15 000 signatures de personnes opposées au tracé nord avait été déposée en février dernier à l'Assemblée nationale.

«C'est une victoire de la démocratie et de l'environnement. Cela fait trois ans qu'on mène une bataille acharnée contre le gouvernement, le ministère des Transports, des maires, des échevins. Comme simples citoyens, nous avons eu des résultats grâce à notre persévérance», a déclaré Pierre Arcouette du Comité de l'autoroute 30 Sud, qui était opposé au tracé privilégié par le ministère des Transports.

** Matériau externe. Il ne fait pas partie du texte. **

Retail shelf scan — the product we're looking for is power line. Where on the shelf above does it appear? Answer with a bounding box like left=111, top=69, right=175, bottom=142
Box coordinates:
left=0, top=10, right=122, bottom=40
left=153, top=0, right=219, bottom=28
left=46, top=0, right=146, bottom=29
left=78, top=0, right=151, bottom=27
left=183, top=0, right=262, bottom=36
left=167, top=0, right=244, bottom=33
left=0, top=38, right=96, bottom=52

Le tracé nord aurait présenté d'importants problèmes environnementaux, comme le soulignaient les comités des citoyens. «Nous aurions été envahis par la pollution des véhicules lourds. Nos villes auraient été carrément coupées en deux et des PME situées près de la 132 auraient été menacées de fermeture», affirme Pierre Arcouette du Comité de l'autoroute 30 Sud, visiblement soulagé par les conclusions du BAPE. Richard Marois, du groupe Résidents Verts ajoute que le tracé nord passait par des terrains contaminés aux hydrocarbures et aux métaux lourds qui auraient pu se propager lors du dynamitage. Un marais aurait aussi été asséché. Cette option comportait aussi des risques en raison du niveau de l'autoroute selon le rapport du BAPE: «Ce tronçon constituerait le point faible du réseau autoroutier en raison des possibilités d'inondation.»

Boulevard urbain

Selon l'option privilégiée par le BAPE, un tronçon de 8 km de l'autoroute 30 serait construit au sud des quatre villes, sur des terres agricoles, alors que la route 132 serait transformée en boulevard urbain à six voies. Cette option a l'heur de plaire aux citoyens qui ont l'impression de retrouver une sorte de «rue principale» qui s'intégrerait bien à la vie urbaine. «L'option sud aurait pour mérite supplémentaire de diviser clairement les infrastructures selon les principaux types de trafic. Le grand transit, largement constitué de véhicules lourds, emprunterait l'autoroute alors que les déplacements dont l'origine et la destination sont dans l'une ou l'autre des quatre villes emprunteraient le boulevard urbain de la route 132», avance le rapport du BAPE, qui note aussi qu'un boulevard urbain présente plus de possibilités de développer le transport en commun. Le projet, dont le coût est estimé à près de 180 millions, devra se réaliser, selon le BAPE, en concertation avec le milieu, notamment les exploitants agricoles concernés par le tracé retenu.